The Accounts Commission, the independent body which monitors local government spending, has outlined that the Scottish Government will cut council revenue funding by 5.1% in 2016/17. This will mean a total real terms cut of 11% in revenue funding from Holyrood since 2010/11.

Commission chair Douglas Sinclair said: “The Commission recognises the achievement of councils – both councillors and officers – in meeting these challenges to date. But the scale of the challenge in 2016/17 and beyond has significantly increased because of the local government funding settlement. The settlement has substantial implications for services to the public, councillors and the local government workforce.

“Next year councils and health boards, through health and social care partnerships, jointly have the responsibility to make a significant start in the shift from hospital care to care at home and care in the community. This is the most far-reaching public service reform since the establishment of the Scottish Parliament.

“And these challenges are compounded by: a one-year financial settlement, cost pressures, increasing demands on services from an ageing and growing population, the ambitions of the Community Empowerment (Scotland) Act 2015, and the political pressures created by elections in both 2016 and 2017.”

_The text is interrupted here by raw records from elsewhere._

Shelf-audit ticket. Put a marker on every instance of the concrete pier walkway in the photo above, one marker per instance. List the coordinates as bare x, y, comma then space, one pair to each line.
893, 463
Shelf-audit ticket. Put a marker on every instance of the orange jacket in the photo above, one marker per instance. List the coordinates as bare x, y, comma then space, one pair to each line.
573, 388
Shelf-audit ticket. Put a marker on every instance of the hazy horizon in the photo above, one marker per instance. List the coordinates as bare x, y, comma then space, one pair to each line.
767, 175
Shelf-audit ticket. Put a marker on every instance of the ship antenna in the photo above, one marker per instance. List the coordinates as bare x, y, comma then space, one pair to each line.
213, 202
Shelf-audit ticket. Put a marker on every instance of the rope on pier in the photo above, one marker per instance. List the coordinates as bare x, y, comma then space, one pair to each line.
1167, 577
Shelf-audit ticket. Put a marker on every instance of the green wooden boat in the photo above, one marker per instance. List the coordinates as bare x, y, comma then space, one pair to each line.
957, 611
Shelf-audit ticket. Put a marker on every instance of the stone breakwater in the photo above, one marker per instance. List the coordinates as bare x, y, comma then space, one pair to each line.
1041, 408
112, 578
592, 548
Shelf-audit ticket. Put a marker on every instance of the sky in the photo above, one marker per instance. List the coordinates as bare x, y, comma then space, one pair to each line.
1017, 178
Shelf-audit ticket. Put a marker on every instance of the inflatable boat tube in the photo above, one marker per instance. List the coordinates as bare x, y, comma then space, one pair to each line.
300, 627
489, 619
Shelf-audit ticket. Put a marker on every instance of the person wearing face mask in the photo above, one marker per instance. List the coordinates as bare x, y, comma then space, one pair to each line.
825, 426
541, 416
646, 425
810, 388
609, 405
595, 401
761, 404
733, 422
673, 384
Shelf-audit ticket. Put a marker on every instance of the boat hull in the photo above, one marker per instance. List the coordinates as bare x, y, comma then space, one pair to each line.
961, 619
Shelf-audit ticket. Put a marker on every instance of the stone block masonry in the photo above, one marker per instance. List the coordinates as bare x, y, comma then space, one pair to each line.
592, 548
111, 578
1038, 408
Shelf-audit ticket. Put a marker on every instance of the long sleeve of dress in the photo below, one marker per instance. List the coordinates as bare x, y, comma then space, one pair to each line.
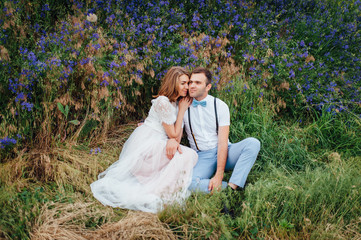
165, 110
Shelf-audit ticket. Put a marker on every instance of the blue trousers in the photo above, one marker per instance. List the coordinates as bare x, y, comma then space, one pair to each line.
241, 157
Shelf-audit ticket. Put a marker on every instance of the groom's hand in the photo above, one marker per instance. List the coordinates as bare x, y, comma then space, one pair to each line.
172, 147
215, 183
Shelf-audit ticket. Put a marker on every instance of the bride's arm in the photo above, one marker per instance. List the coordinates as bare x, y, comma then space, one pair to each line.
175, 130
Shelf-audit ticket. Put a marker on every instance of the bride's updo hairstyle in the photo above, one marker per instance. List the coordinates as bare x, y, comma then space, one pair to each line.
170, 83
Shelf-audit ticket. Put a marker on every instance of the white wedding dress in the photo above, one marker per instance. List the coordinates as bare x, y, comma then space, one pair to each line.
144, 178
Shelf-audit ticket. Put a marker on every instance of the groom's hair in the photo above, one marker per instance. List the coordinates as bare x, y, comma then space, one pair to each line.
205, 71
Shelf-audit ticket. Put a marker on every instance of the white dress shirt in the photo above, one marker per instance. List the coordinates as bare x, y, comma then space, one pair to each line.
203, 123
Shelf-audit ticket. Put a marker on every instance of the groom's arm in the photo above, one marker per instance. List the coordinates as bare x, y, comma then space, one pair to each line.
222, 152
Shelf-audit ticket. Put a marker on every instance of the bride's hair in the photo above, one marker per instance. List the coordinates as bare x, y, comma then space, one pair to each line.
169, 86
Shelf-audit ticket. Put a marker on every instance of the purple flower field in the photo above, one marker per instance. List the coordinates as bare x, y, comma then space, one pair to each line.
108, 56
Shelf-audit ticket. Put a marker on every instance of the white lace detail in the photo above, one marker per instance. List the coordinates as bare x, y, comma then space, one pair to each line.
165, 110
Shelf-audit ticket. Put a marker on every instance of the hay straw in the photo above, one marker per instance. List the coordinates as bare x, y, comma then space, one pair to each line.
136, 225
67, 221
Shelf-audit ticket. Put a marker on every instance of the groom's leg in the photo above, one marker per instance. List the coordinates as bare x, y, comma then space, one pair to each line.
241, 157
204, 170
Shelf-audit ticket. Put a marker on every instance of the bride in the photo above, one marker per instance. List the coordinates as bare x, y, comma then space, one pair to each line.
144, 178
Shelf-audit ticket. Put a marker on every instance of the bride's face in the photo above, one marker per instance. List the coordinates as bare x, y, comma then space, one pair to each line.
183, 86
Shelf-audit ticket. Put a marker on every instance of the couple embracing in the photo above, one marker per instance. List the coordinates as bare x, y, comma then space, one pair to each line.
154, 169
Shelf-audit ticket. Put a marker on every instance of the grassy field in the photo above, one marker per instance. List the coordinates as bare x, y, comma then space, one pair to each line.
77, 76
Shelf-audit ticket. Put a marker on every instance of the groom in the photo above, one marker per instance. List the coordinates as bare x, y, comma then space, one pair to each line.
207, 123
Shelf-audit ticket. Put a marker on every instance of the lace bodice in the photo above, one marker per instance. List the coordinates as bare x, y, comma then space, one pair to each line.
162, 111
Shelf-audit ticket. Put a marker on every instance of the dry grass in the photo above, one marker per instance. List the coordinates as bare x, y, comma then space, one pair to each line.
67, 221
69, 163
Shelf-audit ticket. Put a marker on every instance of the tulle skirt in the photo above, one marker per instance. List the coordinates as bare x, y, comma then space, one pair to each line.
144, 178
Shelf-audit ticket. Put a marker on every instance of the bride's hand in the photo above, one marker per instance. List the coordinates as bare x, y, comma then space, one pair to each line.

The Scottish Government however has disputed the figures which the Commission has published.

A government spokesman said: "The figures in the report are incorrect. The actual figures, taking into account the addition of the £250 million to support the integration of health and social care, show that next year's reduction in local authority overall estimated expenditure is less than 1% - and that does not take account of the additional money that we are investing in educational attainment over and above councils' core school budgets."

By 2017/18 five Scottish councils (Clackmannanshire, Argyll & Bute, Aberdeenshire, Orkney and Fife) will be running a deficit of over 5%. Scottish Government cuts to council revenues are “likely to result in councils identifying even larger funding gaps,” the report found.

The report’s recommendation that “councils need to be...better at longer-term planning” was met with some criticism.

Kevin Keenan, finance spokesman for the Convention of Scottish Local Authorities, said: "The report identifies that councils quite rightly have had to make savings but, even with these savings councils have improved their performance overall.

"Yes councils can always do more to deliver services differently and the report amply demonstrates the degree of innovative delivery approaches which councils are taking already.

"But as we have sought to point out to the commission, it is all well and good saying that councils need to be more innovative. It is quite a different proposition when they are faced with increasing central direction over how they deliver services which focus on inputs, rather than outcomes for our communities."

From 2017 local councils will be able to increase their council tax rates by 3% per year. The highest three bands will also pay more from April 2017.